Alguns dados acessórios também causam espécie: metade dos potes dos tais pozinhos vendidos nos EUA é comprada por gente que recebe algum tipo de assistência social, ou seja, os mais pobres. Além disso, aparentemente houve uma compra grande por parte do governo para alimentar as crianças imigrantes engaioladas perto da fronteira. A direita está revoltada por ver o precioso pozinho pátrio escorrendo goelas alienígenas abaixo; a esquerda está acusando a classe média de esvaziar as prateleiras dos mercados para fazer estoque do troço (e assim, claro, fazer com que “passem fome” os bebês proletários).

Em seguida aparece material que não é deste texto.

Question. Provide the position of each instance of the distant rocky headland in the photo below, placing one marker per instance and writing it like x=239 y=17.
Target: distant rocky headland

Ora, bolas. Criei dois filhos, já estou a caminho do terceiro neto, e confesso que a suposta necessidade desses preparados assustadores para a perpetuação da espécie me escapa completamente à compreensão. Para ser franco, jamais tive em mãos um troço desses – a não ser, talvez, nalgum mercado onde a curiosidade mórbida me tenha levado a examinar o rótulo de algum. Nunca tive o desprazer de sentir-lhes o cheiro ou, pior ainda, ver uma criança engolindo aquilo. Já basta vê-las bebendo Coca-Cola, a “negra tinta do imperialismo” de que falava Mao Tsé-Tung (ditadores psicóticos são ótimos em frases de efeito).

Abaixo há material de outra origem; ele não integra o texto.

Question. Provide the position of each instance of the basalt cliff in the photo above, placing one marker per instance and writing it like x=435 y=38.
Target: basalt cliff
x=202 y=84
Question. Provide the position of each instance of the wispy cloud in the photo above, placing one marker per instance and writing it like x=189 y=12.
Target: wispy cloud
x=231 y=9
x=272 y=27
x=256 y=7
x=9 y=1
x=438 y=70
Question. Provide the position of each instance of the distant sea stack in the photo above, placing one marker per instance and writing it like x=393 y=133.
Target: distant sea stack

O fato é que ao procurar internet afora o termo tupiniquim para essas e outras concocções eu vi, logo na primeira página brasuca que abri, letras garrafais que perfeitamente se encaixam tanto nestes quanto noutros produtos industrializados para deglutição infantil, como os tais em falta: “Por que comprar papinha de bebê?”. Realmente, por quê? E, mais ainda, para quê? A resposta dada até faz algum sentido: é prático quando se tem que andar por aí com um bebê, na medida em que aquela porcariada industrial toda faz com que não se a precise refrigerar. Já os tais pozinhos supostamente fortalecidos aqui eu só vi gente usando mais ou menos como as avós d’antanho que nos davam colheradas de óleo de fígado de bacalhau: “essa criança está muito magrinha; é preciso abrir-lhe o apetite”. Presume-se que para que coma comida de verdade.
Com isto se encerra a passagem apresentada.